If New Orleans can elbow its way from 10th in the Western Conference standings into the eighth seed, a first-round matchup with the No. 1-seeded Los Angeles Lakers probably would be a ratings bonanza for the league. The teams’ matchup on Feb. 27 in Los Angeles on TNT drew 2.24 million viewers and a game in New Orleans on March 1 on ESPN had 2.69 million viewers.

It would also allow the NBA to showcase its biggest star, LeBron James, against one of the players who could eventually succeed him as the league’s marquee attraction.

“[Williamson is] a guy that drives eyeballs and attention,” said the Eastern Conference executive, before referencing another rising star coming off an injury who met a title favorite in the NBA playoffs almost 30 years ago.

“[The NBA] would love to have a Michael Jordan versus the ’86 Celtics moment in the first round,” the executive continued. “If they could get their ideal world, that’s what they would want.”

The Pelicans are simply chasing a goal set before the season: play meaningful games at the end of the season. That pursuit has been helped by Williamson being permitted to continue using Ochsner Sports Performance Center over the past few months, alongside teammate Kenrich Williams, who was recovering from a back injury.

“We were fortunate,” Griffin said. “They’re able to do a lot of the things that they needed to do from a strength and conditioning pliability standpoint.”
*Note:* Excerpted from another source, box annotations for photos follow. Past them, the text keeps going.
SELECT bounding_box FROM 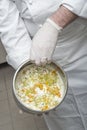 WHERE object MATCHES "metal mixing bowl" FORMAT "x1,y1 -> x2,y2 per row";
12,61 -> 68,114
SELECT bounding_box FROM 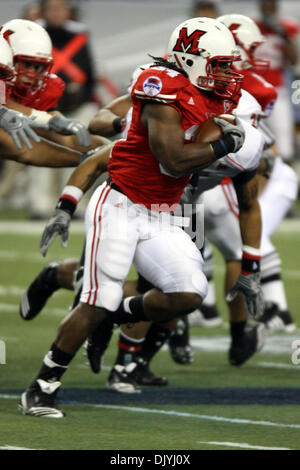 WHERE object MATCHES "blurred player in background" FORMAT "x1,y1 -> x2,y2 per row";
1,20 -> 108,216
255,0 -> 300,164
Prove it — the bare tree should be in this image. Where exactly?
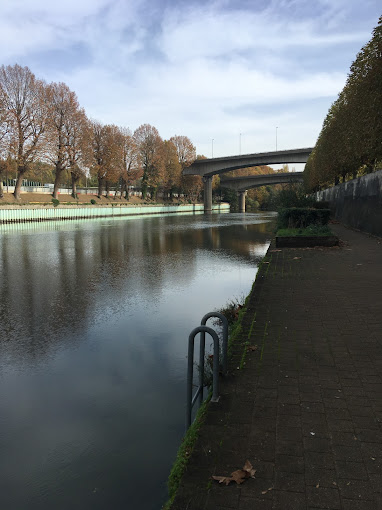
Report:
[91,121,123,198]
[120,128,142,200]
[65,108,93,198]
[0,64,47,199]
[170,135,196,170]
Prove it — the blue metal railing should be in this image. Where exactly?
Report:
[186,312,228,431]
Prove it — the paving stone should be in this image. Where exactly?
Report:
[335,460,368,480]
[272,490,306,510]
[174,225,382,510]
[306,487,341,510]
[338,479,375,501]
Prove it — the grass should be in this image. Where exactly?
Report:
[163,395,211,510]
[276,225,333,237]
[163,250,272,510]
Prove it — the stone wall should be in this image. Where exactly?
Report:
[317,170,382,236]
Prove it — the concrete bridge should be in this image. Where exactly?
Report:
[220,172,304,212]
[183,147,313,213]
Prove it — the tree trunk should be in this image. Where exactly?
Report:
[53,166,63,198]
[13,167,26,200]
[72,174,80,198]
[97,177,103,198]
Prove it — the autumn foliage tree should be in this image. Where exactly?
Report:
[304,16,382,191]
[46,83,84,198]
[0,64,48,199]
[0,64,203,199]
[133,124,163,198]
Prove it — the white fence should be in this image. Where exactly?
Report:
[0,202,230,223]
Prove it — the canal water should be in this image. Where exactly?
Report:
[0,213,274,510]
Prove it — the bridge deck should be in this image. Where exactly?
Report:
[172,225,382,510]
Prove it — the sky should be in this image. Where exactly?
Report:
[0,0,382,165]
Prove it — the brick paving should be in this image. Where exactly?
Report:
[172,225,382,510]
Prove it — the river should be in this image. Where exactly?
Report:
[0,209,274,510]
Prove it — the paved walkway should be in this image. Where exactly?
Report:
[173,225,382,510]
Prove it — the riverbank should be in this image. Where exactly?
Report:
[0,202,230,224]
[0,190,197,208]
[171,225,382,510]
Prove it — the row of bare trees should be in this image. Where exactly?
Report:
[0,64,202,199]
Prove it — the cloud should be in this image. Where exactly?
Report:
[0,0,380,155]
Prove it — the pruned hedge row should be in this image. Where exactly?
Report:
[277,207,330,228]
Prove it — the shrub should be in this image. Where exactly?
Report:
[277,207,330,229]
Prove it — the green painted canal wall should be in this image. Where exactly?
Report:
[0,203,230,223]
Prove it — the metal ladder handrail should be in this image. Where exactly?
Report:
[200,312,228,375]
[186,326,219,431]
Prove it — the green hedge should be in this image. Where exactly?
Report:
[277,207,330,229]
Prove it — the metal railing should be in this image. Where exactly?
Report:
[186,312,228,431]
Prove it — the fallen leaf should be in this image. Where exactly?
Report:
[212,460,256,485]
[243,460,256,478]
[212,476,233,485]
[231,469,249,485]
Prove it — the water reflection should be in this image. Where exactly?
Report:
[0,215,272,510]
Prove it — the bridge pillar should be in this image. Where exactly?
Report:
[239,190,247,212]
[203,175,212,214]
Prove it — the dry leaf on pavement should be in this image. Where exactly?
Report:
[212,460,256,485]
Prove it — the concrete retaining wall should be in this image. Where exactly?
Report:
[317,170,382,236]
[0,203,230,223]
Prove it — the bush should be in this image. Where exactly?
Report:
[277,207,330,229]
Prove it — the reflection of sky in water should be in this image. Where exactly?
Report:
[0,211,271,510]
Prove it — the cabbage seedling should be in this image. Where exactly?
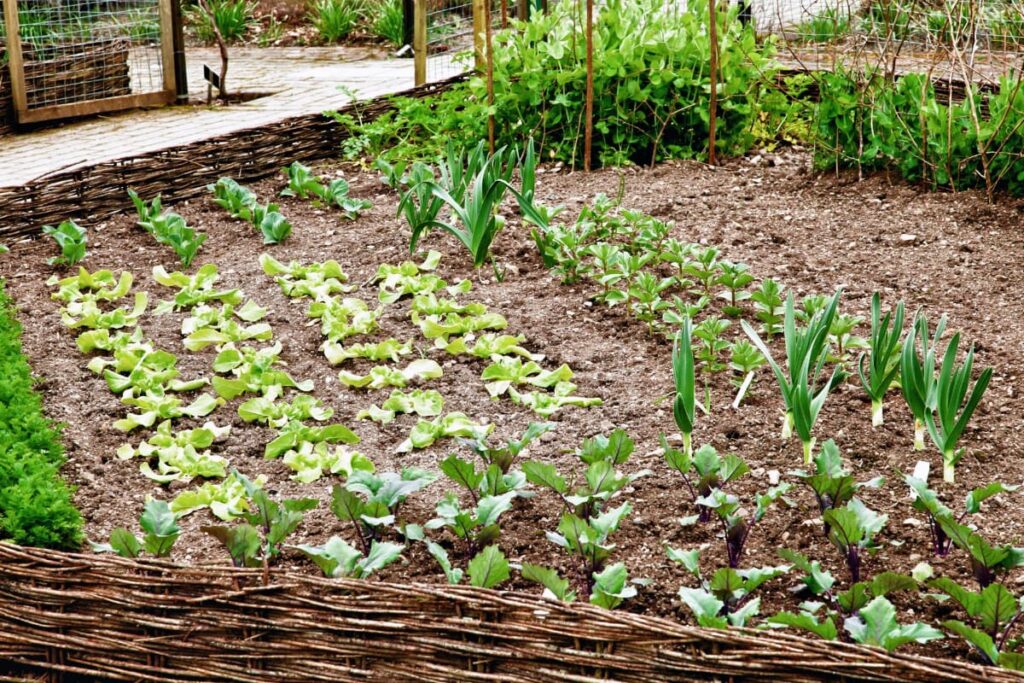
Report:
[857,292,903,427]
[899,311,946,451]
[672,317,696,458]
[925,333,992,483]
[741,290,843,465]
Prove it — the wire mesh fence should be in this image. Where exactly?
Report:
[0,0,172,117]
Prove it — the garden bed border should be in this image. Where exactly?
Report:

Pliability has been key as the Pelicans have navigated Williamson’s injury this season. One of the main reasons Williamson’s original six-to-eight-week timetable for a return from surgery stretched to 13 weeks was because the Pelicans wanted to make sure his body was able to move around at 285 pounds without undue stress. Though the Pelicans didn’t disclose Williamson’s current weight, one team source said the team is “happy with where he is physically” and doesn’t expect him to come into camp overweight.

Aaron Nelson, the team’s vice president of player care and performance, and head trainer Tom Maystadt have been directly involved in Williamson’s workout process and will continue to have input into how the team handles its star rookie, being mindful of his stamina and body language when he’s on the court. According to multiple sources, Williamson also did additional work on basketball fundamentals at home during the layoff with his stepfather, Lee Anderson, whom he has long trusted as a trainer and coach.

Now healthy, Williamson should get a chance to play high-intensity basketball under the bright lights, which will be a welcome sight for both the Pelicans and the NBA.

“Those reps against the best players on a bigger stage will be meaningful for Zion certainly as a 19-year-old,” Griffin said while also noting the team’s other young players. “I think it’s important for those guys to play some meaningful-slash-playoff basketball.”